Single by Frank Mills

from the album Music Box Dancer
- B-side: "The Poet and I"
- Released: 1978
- Recorded: 1974
- Genre: Easy listening; soft rock;
- Length: 3:15
- Label: Polydor
- Songwriter: Frank Mills
- Producer: Frank Mills

Frank Mills singles chronology
| "Love Me, Love Me Love" (1972) | "Music Box Dancer" (1978) | "Peter Piper" (1979) |

Audio sample
- "Music Box Dancer"file; help;

= Music Box Dancer =

"Music Box Dancer" is an instrumental piece by Canadian musician Frank Mills that was an international hit in the late 1970s. It features an arpeggiated piano theme in C-sharp major designed to resemble a music box, accompanied by other instruments playing a counterpoint melody as well as a wordless chorus. Most modern piano music sheets have the song in the key of C major.

Mills wrote and recorded "Music Box Dancer" in 1974, but it did not become a single until 1978. It reached #3 on the Canadian Adult Contemporary chart and #47 on the Canadian pop chart, and after being released in the United States in January 1979, it reached #3 on the Billboard Hot 100. The single also reached #14 on the Australian Singles Chart (Kent Music Report), #1 in Switzerland, and the top ten of many European and Asian pop music charts. It additionally peaked at #4 on the US Cash Box Top 100.

==History==
In 1974, Mills released an album that featured "Music Box Dancer", but it was not initially a hit. When he re-signed with Polydor Records Canada in 1978, the label released the song "The Poet And I" as a single, with "Music Box Dancer" on the B-side.

The song's success at CFRA was swift. "Music Box Dancer" premiered on CFRA's top 30 chart on May 5, 1978; by June 30, it was the #1 song on the station's playlist. "Music Box Dancer" also began picking up play on other Canadian stations around this time, becoming a nationwide hit. Mills's album went gold in Canada, which, after several months, prompted Polydor in the US to release the album and single with the B-side "The Poet and I".

The million-selling Gold-certified single reached #3 on the Billboard Hot 100 in the spring of 1979 as well as #4 on the Billboard Easy Listening chart, while the album reached #21 on the Billboard Top Album chart and also went gold. Around that time, Nashville, Tennessee television station WNGE used Music Box Dancer as its news theme;

It was Mills's only U.S. Top 40 pop hit; the follow-up, another piano instrumental titled "Peter Piper", peaked at #48 on the Billboard Hot 100, although it was a popular Top 10 hit on the Billboard Adult Contemporary chart.

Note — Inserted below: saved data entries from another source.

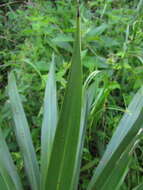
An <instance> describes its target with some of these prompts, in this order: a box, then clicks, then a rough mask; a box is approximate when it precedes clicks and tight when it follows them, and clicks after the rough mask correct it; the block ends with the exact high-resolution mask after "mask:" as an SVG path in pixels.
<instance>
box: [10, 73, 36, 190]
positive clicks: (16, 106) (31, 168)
mask: <svg viewBox="0 0 143 190" xmlns="http://www.w3.org/2000/svg"><path fill="white" fill-rule="evenodd" d="M8 93H9V97H10V104H11V108H12V112H13V119H14V122H15V133H16V137H17V141H18V144H19V146H20V150H21V152H22V155H23V159H24V164H25V169H26V173H27V176H28V179H29V182H30V186H31V188H32V189H33V190H39V185H40V175H39V167H38V163H37V159H36V154H35V151H34V147H33V143H32V139H31V135H30V130H29V127H28V122H27V119H26V116H25V113H24V110H23V107H22V104H21V100H20V96H19V94H18V90H17V86H16V82H15V77H14V74H13V73H12V72H11V73H10V75H9V80H8Z"/></svg>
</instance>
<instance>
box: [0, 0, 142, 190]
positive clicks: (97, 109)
mask: <svg viewBox="0 0 143 190" xmlns="http://www.w3.org/2000/svg"><path fill="white" fill-rule="evenodd" d="M142 7H143V1H142V0H140V1H131V0H130V1H129V0H122V1H119V0H115V1H113V0H97V1H83V2H82V3H81V6H80V10H81V21H82V25H81V34H82V52H81V55H82V63H83V71H84V72H83V74H84V80H86V78H87V77H88V76H89V75H90V74H91V73H92V74H93V75H95V77H91V79H92V80H91V81H90V82H92V81H94V80H95V81H96V83H94V85H95V88H94V89H95V90H94V93H95V95H96V97H97V99H96V101H95V102H94V107H93V108H94V109H93V110H92V111H91V113H90V116H89V120H88V129H87V135H86V138H85V145H84V152H83V159H82V168H81V176H80V185H79V189H86V187H87V183H88V182H89V179H90V177H91V174H92V170H93V168H94V167H95V166H96V165H97V164H98V162H99V160H100V158H101V156H102V155H103V152H104V150H105V147H106V145H107V143H108V142H109V140H110V138H111V136H112V134H113V132H114V131H115V129H116V126H117V124H118V122H119V120H120V118H121V116H122V115H123V113H124V112H126V108H127V106H128V104H129V102H130V101H131V98H132V97H133V95H134V94H135V92H136V91H137V90H138V89H139V88H140V87H141V85H142V84H143V77H142V75H143V66H142V64H143V55H142V52H143V40H142V39H143V31H142V28H143V22H142V19H143V8H142ZM0 8H1V9H0V44H1V46H0V126H2V128H3V130H4V134H5V137H6V139H7V142H8V144H9V148H10V150H11V152H12V156H13V159H14V160H15V162H16V163H17V166H18V170H19V173H20V175H21V177H22V178H23V179H24V178H25V176H24V172H23V161H22V160H21V154H20V153H19V149H18V146H17V144H16V143H15V136H14V135H13V129H12V128H11V127H10V126H11V125H12V126H13V123H12V120H11V112H10V109H9V108H10V105H9V100H8V97H7V89H6V86H7V74H8V72H9V71H10V70H11V69H12V70H14V71H15V73H16V76H17V80H18V89H19V92H20V94H21V99H22V102H23V103H24V106H25V107H24V108H25V110H26V113H28V115H27V118H28V120H29V123H30V125H31V126H32V127H31V133H32V138H33V141H34V145H35V148H36V153H37V155H38V156H40V155H39V153H40V138H39V136H40V129H39V126H40V124H41V119H42V113H43V106H41V105H42V103H43V101H42V100H43V94H44V88H45V85H46V79H47V72H48V71H49V62H50V60H51V55H52V53H53V52H54V54H55V62H56V80H57V87H58V94H59V96H58V101H59V105H60V104H61V102H62V100H63V93H64V90H65V87H66V83H67V74H68V69H69V66H70V61H71V55H72V46H73V41H74V38H73V34H74V32H75V12H76V11H75V10H76V4H75V2H74V1H72V0H71V1H68V0H67V1H66V0H65V1H54V2H53V1H40V2H39V1H23V2H12V1H2V2H1V3H0ZM95 70H96V73H93V72H94V71H95ZM7 137H8V138H7ZM142 156H143V153H142V142H140V144H138V145H137V148H136V150H135V151H134V153H133V159H132V163H131V165H130V171H129V173H128V175H127V177H126V179H125V183H124V184H123V186H122V189H123V190H124V189H132V188H133V187H135V186H136V185H138V184H140V183H141V182H142V181H143V179H142V172H143V170H142V165H143V162H142ZM26 185H27V184H25V186H26Z"/></svg>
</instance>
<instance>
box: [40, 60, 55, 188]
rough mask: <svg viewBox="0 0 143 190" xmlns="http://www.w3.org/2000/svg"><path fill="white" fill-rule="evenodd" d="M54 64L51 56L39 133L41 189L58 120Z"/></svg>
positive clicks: (50, 152) (42, 186)
mask: <svg viewBox="0 0 143 190" xmlns="http://www.w3.org/2000/svg"><path fill="white" fill-rule="evenodd" d="M54 64H55V63H54V57H53V60H52V63H51V67H50V72H49V76H48V81H47V85H46V91H45V98H44V118H43V124H42V135H41V185H42V186H41V189H44V185H45V180H46V173H47V170H48V163H49V159H50V154H51V150H52V145H53V140H54V136H55V131H56V126H57V120H58V116H57V115H58V114H57V95H56V94H57V92H56V81H55V71H54V70H55V69H54V67H55V66H54Z"/></svg>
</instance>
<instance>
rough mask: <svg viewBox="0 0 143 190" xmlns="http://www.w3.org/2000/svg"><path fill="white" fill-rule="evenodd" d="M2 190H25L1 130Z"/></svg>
mask: <svg viewBox="0 0 143 190" xmlns="http://www.w3.org/2000/svg"><path fill="white" fill-rule="evenodd" d="M0 175H1V176H0V179H1V181H2V182H1V183H0V188H2V186H5V189H4V190H10V189H12V190H23V188H22V184H21V181H20V178H19V176H18V173H17V171H16V167H15V165H14V163H13V160H12V158H11V155H10V152H9V150H8V147H7V144H6V142H5V139H4V137H3V134H2V130H1V129H0Z"/></svg>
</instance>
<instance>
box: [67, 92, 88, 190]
mask: <svg viewBox="0 0 143 190" xmlns="http://www.w3.org/2000/svg"><path fill="white" fill-rule="evenodd" d="M88 108H89V104H88V98H87V95H86V93H85V96H84V99H83V106H82V112H81V123H80V136H79V139H78V149H77V152H76V161H75V165H74V175H73V181H72V185H71V187H70V188H71V189H70V190H73V189H77V188H78V182H79V175H80V167H81V160H82V153H83V147H84V139H85V134H86V126H87V118H88V114H89V109H88Z"/></svg>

Mills managed one final Adult Contemporary chart entry, "Happy Song", which peaked at #41 at the beginning of 1981.

Mills also released a version of Ricky Nelson's "Poor Little Fool" with substantial airplay in Ontario during the 1970s and 1980s, reaching number 19 on the Canadian Top 100 charts.

==Chart performance==

===Weekly singles charts===

| Chart (1978–1979) | Peak position |
|---|---|
| Australia (Kent Music Report) | 14 |
| Canada RPM Adult Contemporary | 3 |
| Canada RPM Top Singles | 47 |
| Ireland (IRMA) | 15 |
| New Zealand | 2 |
| Switzerland | 1 |
| US Billboard Hot 100 | 3 |
| US Billboard Adult Contemporary | 4 |
| US Cash Box Top 100 | 2 |

===Year-end charts===

| Chart (1979) | Rank |
|---|---|
| Australia (Kent Music Report) | 60 |
| New Zealand | 29 |
| Switzerland | 6 |
| US Billboard Hot 100 | 49 |
| US Cash Box Top 100 | 28 |

==Cover versions==
"Music Box Dancer" has been recorded by a variety of artists over the years, including pianists such as Floyd Cramer, Richard Clayderman, Roger Williams, and Eric Robertson, as well as orchestral groups like James Last and the 101 Strings Orchestra. Bandleader Ray Conniff recorded a vocal version with added lyrics on his 1979 album I Will Survive. Germany's Roberto Delgado recorded a calypso arrangement, and additional international versions have appeared, including an accordion rendition released in Sweden and a techno adaptation by the band PePe. The song was also recorded by Enormous Richard for the Pravda Records compilation 20 More Explosive Fantastic Rockin' Mega Smash Hit Explosions!. German singer Marion Maerz released a German-language vocal version, and The Wiggles covered the song on their 2006 video and album Racing to the Rainbow.

In 1980, Hong Kong singer Paula Tsui released a Cantonese-language version with new lyrics. The Ventures released a guitar-led cover version on their 1981 album Pops in Japan '81. The song is also often played by ice cream trucks in North America.

==In popular culture==
- A segment of the song was used in The Simpsons episode "Bart Star", in a flashback to Homer's time as a high-school gymnast.